Que situações críticas da família no mundo contemporâneo podem tornar-se um obstáculo ao encontro da pessoa com Cristo?" Não se assuste, a pergunta não é minha: faz parte do questionário para o Sínodo da Família, iniciativa do Papa vertida, pelos bispos portugueses, em 57 questões passíveis de resposta online. A maioria com opções para cruzinha, como nesta: "Aborto"; "redução do cristianismo a um sentimentalismo, a um moralismo, a uma ideologia"; "cuidar de idosos ou doentes"; "divórcio ou separação"; "doença"; "individualismo"; "infertilidade"; "monoparentalidade"; "sexualidade desordenada"; "situação económica"; "uniões de facto"; "uniões entre pessoas do mesmo sexo"; "outro (especifique)".

 

Então o Papa acha que a sua Igreja tem andado muito obcecada com aborto e homossexualidade e ali está o aborto em "primeiros" mais a "união das pessoas do mesmo sexo" como empecilhos a estar com Cristo? Calma: esta é a versão que os bispos de cá deram à coisa. No original, que nem menciona o aborto, esta questão tem resposta "aberta" (adotada noutros países). Por cá, porém, faz-se mais do que condicionar respostas: mudam-se e complicam-se as perguntas. O original fala de "situações críticas na família", ou seja, dentro. O "da" permite misturar, nas hipóteses sugeridas, o conceito social e legal de família e seu afastamento do ideal católico - as tais "obsessões" - com problemas no seu seio.

 

Mas olhemos melhor as respostas. Se nos problemas "dentro" faz sentido incluir doença e infertilidade (por acaso uma doença), "situação económica" e "individualismo", como compreender que não haja rasto da violência doméstica, e, citando a conferência episcopal num documento recente, da "forte sujeição [da mulher] ao homem", sua "opressão" e "menorização social e cultural"? Bem sabemos que para a CEP estas situações estão "graças a Deus a ser progressivamente ultrapassadas" (ainda bem que a divindade acordou para o problema), mas será que os bispos não se lembraram que levar pancada no casamento ou morrer de morte matada pode obstar ao encontro com Cristo? Ou estão numa de humor negro?

 

Por outro lado, se estamos a falar da "família católica" - e essa só há uma, a hetero unida pelo sacramento do matrimónio e mais nenhuma - que fazem ali, como suas "situações críticas", "sexualidade desordenada", "monoparentalidade", mais o "divórcio ou separação"? Aí já não há, ou nunca houve, "família", não é verdade?
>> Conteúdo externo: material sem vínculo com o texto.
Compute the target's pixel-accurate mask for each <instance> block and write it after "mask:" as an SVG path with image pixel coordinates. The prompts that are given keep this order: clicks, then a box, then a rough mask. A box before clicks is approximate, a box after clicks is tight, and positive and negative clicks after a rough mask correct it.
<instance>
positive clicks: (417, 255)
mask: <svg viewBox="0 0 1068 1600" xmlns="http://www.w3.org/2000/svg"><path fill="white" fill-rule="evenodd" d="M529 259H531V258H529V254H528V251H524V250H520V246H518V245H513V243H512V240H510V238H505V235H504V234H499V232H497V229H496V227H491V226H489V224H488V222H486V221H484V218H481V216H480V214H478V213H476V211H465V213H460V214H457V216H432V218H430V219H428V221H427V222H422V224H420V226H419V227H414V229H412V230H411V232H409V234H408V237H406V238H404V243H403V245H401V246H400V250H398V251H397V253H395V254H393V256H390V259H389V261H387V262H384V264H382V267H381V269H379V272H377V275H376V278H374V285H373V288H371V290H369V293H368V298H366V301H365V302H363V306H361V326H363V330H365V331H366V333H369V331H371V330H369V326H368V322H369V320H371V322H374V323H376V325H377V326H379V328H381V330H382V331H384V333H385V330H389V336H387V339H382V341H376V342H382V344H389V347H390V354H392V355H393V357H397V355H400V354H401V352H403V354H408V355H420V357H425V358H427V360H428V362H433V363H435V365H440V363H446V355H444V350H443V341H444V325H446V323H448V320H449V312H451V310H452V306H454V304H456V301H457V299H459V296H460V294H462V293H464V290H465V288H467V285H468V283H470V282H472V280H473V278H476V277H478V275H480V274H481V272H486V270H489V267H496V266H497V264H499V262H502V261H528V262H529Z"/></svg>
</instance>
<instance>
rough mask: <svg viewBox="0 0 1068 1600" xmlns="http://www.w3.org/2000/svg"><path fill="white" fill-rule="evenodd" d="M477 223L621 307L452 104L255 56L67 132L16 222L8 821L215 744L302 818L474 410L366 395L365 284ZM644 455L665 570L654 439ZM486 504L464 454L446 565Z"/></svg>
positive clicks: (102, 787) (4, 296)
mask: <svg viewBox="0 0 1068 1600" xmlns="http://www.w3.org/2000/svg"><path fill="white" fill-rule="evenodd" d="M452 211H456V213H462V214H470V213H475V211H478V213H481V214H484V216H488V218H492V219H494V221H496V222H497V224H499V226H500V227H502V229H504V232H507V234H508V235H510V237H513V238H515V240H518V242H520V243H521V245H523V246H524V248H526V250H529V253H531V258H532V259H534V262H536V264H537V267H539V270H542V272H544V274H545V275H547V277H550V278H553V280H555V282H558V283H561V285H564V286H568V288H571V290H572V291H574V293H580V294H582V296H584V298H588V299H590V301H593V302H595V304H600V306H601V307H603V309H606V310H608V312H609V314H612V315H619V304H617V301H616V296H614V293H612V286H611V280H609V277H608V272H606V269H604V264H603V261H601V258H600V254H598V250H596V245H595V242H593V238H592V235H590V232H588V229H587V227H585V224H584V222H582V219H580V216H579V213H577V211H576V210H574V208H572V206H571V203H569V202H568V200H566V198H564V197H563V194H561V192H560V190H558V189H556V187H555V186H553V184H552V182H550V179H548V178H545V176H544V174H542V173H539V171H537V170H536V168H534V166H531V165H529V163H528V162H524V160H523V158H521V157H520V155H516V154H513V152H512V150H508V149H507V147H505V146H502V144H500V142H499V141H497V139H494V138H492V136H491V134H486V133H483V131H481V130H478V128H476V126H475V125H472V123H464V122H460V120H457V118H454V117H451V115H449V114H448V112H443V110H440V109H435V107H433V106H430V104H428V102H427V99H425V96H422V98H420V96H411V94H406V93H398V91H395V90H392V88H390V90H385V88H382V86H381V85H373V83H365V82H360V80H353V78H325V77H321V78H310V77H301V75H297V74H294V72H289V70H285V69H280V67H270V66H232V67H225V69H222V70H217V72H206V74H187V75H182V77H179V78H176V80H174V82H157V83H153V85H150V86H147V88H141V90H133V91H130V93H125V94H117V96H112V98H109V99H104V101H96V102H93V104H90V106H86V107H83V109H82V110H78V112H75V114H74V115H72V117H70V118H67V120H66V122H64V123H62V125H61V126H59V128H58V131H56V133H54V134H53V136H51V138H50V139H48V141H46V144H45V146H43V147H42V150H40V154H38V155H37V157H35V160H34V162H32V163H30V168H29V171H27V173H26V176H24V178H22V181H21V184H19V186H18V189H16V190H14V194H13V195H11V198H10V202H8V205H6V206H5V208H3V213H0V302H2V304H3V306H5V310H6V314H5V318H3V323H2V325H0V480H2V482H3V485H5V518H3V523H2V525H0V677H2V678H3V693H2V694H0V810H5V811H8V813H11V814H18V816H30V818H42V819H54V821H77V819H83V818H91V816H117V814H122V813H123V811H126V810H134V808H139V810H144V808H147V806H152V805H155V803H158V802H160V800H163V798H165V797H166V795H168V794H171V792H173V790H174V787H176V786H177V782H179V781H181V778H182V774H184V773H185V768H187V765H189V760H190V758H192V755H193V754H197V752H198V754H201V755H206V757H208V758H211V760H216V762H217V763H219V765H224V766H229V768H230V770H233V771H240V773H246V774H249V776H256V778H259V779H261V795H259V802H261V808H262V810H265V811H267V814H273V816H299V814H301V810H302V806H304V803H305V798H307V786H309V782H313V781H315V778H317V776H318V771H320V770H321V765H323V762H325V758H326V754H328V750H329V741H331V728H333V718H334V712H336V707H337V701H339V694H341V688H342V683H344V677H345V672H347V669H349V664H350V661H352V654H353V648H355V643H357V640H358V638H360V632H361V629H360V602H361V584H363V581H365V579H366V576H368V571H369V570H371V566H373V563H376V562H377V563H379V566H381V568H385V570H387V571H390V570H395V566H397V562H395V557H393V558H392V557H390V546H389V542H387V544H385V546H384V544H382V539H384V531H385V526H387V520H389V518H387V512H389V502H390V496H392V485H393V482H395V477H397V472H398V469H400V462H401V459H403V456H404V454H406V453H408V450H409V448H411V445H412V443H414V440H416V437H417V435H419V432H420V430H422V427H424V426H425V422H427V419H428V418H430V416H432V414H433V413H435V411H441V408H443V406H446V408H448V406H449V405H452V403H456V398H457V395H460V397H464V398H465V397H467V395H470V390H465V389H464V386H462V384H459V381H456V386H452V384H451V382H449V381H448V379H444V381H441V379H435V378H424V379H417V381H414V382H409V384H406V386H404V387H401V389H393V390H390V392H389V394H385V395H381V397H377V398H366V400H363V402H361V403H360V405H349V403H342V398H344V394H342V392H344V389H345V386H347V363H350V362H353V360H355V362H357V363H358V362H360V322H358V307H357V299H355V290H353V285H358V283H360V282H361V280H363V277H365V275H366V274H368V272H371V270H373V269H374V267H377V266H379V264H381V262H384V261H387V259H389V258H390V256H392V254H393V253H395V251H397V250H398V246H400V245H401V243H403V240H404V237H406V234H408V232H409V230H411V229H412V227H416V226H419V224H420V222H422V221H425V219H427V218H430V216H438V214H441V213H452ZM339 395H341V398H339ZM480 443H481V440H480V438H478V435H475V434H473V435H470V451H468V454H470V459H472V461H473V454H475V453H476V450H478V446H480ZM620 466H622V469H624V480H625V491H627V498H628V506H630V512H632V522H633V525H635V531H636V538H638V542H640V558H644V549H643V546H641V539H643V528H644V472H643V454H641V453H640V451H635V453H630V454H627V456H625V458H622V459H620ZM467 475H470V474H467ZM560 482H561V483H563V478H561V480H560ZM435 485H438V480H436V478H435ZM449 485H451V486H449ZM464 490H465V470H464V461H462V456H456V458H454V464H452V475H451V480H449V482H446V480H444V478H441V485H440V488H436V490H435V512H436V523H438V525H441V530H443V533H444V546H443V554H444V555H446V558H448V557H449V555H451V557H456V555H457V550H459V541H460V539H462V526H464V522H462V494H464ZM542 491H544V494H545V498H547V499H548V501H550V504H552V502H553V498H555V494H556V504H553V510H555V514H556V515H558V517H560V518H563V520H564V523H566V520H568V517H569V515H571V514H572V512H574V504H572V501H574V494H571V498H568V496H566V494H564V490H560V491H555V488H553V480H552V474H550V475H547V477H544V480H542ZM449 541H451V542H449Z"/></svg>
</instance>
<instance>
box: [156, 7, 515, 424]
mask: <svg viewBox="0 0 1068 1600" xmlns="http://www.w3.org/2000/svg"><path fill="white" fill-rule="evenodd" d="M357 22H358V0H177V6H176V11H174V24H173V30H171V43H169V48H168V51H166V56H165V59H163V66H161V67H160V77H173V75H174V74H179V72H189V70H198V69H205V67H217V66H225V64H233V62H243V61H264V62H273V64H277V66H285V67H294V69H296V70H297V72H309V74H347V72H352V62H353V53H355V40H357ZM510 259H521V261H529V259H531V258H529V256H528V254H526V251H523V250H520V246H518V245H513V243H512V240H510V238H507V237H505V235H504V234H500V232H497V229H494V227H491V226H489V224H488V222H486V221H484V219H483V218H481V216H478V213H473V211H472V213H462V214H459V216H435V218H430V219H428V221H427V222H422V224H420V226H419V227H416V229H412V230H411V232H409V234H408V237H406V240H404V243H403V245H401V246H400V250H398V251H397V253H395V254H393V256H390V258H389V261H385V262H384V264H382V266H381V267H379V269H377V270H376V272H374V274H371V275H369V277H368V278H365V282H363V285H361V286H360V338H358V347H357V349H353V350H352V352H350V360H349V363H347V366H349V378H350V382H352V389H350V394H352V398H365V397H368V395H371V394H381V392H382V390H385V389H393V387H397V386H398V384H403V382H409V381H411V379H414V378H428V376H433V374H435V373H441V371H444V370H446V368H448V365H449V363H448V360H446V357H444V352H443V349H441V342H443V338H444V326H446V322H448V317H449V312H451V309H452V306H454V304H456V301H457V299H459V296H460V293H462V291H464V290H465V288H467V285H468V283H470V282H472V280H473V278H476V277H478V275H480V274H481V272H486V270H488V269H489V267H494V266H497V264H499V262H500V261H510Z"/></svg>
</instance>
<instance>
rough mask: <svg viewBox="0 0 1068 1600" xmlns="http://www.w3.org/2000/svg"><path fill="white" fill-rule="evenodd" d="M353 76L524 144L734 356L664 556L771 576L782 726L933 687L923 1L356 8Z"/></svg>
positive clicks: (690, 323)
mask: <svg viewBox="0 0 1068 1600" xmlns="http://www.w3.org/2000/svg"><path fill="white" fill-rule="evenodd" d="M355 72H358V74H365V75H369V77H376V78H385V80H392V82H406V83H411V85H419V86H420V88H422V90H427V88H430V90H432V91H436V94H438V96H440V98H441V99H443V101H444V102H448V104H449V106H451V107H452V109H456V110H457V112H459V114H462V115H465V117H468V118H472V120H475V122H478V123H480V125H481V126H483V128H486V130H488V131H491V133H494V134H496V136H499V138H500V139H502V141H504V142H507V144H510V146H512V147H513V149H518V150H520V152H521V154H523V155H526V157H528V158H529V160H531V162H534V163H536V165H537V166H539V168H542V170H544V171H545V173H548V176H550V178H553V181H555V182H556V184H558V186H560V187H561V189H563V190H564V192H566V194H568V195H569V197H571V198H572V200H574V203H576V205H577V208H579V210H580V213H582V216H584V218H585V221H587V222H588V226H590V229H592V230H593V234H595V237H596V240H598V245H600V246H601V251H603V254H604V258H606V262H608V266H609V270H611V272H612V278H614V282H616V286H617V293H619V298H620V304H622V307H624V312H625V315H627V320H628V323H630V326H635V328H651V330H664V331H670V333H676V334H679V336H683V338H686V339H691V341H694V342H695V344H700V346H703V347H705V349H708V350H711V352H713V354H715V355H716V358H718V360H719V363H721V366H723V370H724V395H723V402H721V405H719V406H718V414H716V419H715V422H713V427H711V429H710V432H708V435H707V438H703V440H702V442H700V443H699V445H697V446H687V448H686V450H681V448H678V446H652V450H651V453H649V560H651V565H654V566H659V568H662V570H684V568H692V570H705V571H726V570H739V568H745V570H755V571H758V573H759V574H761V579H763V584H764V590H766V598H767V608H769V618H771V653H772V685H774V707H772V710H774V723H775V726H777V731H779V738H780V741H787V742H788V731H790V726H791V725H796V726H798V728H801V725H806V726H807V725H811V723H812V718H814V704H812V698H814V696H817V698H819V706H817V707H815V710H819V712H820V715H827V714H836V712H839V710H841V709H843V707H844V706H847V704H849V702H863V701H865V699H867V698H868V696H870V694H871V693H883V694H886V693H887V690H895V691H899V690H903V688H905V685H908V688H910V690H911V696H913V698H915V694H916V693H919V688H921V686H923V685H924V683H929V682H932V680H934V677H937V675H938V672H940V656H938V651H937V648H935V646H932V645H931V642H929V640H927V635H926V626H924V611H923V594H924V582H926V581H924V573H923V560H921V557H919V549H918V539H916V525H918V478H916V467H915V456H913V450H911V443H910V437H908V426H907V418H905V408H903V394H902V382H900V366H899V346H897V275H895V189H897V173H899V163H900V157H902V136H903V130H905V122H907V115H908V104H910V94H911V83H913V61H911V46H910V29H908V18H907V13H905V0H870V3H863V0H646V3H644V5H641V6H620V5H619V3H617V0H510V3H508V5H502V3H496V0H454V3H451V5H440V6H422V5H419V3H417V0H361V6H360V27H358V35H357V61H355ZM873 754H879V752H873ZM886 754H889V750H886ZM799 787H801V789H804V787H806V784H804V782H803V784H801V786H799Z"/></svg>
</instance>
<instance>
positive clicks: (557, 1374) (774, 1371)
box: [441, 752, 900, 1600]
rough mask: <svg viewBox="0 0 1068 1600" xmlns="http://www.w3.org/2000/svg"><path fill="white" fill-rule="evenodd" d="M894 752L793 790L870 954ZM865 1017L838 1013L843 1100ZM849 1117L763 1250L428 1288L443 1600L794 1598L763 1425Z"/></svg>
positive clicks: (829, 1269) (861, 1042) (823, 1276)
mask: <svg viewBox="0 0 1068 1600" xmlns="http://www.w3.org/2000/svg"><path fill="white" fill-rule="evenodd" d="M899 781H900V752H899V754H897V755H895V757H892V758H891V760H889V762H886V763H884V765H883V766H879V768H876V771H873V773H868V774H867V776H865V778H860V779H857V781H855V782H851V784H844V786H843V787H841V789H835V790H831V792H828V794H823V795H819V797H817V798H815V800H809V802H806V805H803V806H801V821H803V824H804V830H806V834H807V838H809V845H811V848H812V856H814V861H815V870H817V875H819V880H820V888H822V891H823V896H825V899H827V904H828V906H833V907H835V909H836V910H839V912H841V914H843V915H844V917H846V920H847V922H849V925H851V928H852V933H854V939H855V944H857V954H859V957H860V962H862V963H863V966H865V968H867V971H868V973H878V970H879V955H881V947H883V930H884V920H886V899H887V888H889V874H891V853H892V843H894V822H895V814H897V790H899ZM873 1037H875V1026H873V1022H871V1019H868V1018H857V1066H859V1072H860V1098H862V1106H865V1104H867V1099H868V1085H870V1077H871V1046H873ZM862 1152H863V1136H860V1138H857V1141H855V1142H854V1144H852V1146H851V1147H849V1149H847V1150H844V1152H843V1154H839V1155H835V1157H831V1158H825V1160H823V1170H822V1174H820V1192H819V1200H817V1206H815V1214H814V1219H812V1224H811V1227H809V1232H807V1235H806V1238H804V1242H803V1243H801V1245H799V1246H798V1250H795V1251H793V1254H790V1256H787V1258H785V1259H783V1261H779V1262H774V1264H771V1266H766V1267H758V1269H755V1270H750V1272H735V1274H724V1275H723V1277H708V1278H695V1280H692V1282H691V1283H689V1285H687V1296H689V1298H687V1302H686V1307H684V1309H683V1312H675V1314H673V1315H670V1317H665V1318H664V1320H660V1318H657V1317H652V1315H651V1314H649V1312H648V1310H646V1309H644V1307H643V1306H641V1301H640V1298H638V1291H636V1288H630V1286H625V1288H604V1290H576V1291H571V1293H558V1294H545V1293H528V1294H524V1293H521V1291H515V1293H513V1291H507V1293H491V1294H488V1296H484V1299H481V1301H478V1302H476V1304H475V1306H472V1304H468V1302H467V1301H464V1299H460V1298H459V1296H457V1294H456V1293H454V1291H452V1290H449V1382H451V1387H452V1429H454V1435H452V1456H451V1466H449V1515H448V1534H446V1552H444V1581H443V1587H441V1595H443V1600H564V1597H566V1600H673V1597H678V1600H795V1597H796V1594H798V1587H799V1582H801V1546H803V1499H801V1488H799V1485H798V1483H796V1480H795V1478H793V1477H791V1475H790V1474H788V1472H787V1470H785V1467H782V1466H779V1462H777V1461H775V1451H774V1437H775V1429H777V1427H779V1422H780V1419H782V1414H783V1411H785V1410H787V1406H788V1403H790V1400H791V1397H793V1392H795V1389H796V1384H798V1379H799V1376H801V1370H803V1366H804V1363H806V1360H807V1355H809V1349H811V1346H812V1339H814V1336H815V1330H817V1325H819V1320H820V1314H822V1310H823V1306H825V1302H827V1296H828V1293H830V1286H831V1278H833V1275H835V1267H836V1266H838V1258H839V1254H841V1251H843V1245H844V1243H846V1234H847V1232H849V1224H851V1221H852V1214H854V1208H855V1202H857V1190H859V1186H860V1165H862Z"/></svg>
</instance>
A não ser que, em revolução inconsciente, a CEP esteja a admitir que há "famílias", plural, e não só "família", singular. O que explica a questão, na senda do inquérito original (o quanto terá custado aos nossos bispos fazê-la) sobre a forma de agir, "em vista da transmissão da fé", quando há "uniões do mesmo sexo que têm crianças a seu cargo". Para quem propõe um referendo sobre coadoção (que não é mais do que o reconhecimento legal da existência, e proteção, de crianças nessas relações), a pergunta há de ser blasfémia.

 

(publicado sexta passada no dn)

 

NOTA: ao contrário do que acreditava quando escrevi este texto (daí as frases rasuradas), a versão portuguesa do questionário a que acedi e que descrevo não é nacional mas do patriarcado de lisboa. de acordo com o que me foi explicado, as outras dioceeses usaram o questionário tal como chegou de roma.